Baldwin, Styron, and Me by Mélikah Abdelmoumen, translated by Catherine Khordoc
Canadian | CBC Books | Posted: March 5, 2025 6:35 PM | Last Updated: March 5
A nonfiction book about race and identity, and the friendship between James Baldwin and William Styron
In 1961, James Baldwin spent several months in William Styron's guest house. They wrote during the day, then spent long evenings confiding in each other and talking about race and identity in America. During one of those memorable evenings, Baldwin is said to have convinced Styron to write, in the first person, the story of the 1831 slave rebellion led by Nat Turner near Styron's own Southern birthplace.
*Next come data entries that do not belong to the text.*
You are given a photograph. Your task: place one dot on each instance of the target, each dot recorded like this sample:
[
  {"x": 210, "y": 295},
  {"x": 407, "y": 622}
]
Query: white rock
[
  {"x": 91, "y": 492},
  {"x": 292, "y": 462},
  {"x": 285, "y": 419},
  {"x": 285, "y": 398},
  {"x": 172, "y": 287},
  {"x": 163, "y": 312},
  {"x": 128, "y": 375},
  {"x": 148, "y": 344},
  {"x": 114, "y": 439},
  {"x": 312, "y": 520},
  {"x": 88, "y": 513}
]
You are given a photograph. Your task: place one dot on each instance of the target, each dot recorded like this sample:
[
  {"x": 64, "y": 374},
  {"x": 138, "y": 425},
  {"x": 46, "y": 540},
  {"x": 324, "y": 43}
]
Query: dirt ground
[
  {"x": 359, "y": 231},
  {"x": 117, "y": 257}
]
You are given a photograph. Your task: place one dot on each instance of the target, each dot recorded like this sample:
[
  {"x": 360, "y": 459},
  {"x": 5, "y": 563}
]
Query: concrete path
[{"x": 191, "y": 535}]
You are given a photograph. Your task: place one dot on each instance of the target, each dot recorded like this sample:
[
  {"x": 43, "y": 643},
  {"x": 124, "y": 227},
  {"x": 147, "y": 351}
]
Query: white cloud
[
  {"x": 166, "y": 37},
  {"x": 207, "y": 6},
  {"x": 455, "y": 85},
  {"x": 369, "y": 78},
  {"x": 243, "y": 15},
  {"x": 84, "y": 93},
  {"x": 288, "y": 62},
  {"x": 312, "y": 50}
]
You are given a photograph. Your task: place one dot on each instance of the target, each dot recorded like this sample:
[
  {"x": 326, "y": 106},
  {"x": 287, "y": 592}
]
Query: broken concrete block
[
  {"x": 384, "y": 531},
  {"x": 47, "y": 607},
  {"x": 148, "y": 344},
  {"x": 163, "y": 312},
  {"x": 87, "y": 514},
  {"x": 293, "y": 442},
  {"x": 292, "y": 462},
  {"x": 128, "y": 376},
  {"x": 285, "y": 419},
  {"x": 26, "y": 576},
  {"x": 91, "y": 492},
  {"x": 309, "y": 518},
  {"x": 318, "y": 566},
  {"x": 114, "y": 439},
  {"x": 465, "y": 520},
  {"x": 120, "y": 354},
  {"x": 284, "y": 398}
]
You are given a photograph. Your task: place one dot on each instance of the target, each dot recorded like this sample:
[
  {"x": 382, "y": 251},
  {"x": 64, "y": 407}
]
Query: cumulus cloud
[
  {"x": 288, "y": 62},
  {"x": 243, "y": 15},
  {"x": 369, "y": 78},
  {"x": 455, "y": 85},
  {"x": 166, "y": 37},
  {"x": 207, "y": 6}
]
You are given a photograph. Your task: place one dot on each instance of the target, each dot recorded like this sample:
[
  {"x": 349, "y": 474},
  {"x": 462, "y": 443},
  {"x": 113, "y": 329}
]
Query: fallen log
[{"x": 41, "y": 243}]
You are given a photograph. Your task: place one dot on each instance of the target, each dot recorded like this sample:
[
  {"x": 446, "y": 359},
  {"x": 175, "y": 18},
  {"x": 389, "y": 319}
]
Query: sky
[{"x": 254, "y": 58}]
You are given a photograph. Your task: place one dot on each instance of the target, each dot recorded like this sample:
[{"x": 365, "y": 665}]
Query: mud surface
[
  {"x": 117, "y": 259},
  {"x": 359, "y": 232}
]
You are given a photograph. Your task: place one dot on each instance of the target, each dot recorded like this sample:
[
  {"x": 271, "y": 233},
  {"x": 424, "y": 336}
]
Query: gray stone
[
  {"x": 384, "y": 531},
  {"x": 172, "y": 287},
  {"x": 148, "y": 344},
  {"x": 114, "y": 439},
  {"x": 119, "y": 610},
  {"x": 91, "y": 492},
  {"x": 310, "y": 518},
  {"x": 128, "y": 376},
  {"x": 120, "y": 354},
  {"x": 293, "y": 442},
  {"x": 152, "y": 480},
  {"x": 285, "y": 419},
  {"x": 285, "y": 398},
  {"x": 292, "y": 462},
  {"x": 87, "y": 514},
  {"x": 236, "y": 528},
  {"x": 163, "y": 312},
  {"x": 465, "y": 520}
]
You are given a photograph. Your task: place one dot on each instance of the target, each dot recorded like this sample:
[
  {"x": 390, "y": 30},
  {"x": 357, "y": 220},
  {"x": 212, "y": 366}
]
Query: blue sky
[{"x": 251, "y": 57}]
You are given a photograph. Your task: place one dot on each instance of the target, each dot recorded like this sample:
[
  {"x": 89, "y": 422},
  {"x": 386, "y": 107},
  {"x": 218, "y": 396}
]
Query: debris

Styron followed his friend's advice, and The Confessions of Nat Turner was published to critical acclaim, winning the Pulitzer Prize in 1968 — also creating outrage in part of the African American community.
More than sixty years later, the debates and controversy around cultural appropriation, identity, and the rights and responsibilities of the writer still resonate.
In Baldwin, Styron, and Me, Mélikah Abdelmoumen considers Baldwin and Styron's surprising yet vital friendship from her standpoint as a racialized woman, born in Canada to a Tunisian father and Québécois mother, and torn by the often unidimensional versions of her own identity put forth by today's politics, media, and society.
Considering questions of identity, race, equity, and censorship, and, especially, the means by which public debate around these topics is increasingly radicalized, Abdelmoumen works to create a space where the answers are found by first learning how to listen — even in disagreement. (From Biblioasis)
Baldwin, Styron, and Me is available in March 2025.
Mélikah Abdelmoumen is the author of many short stories, essays and books that include Les désastrées and Douze ans en France. Her essay Baldwin, Styron et moi won the 2022 Pierre-Vadeboncoeur Essay Prize. She is the editor in chief of the literary magazine Lettres québécoises and was born in Quebec. She holds a Ph.D. in literature from the University of Montreal.
Catherine Khordoc is a translator and professor at Carleton University in the department of French and the School of Indigenous and Canadian Studies.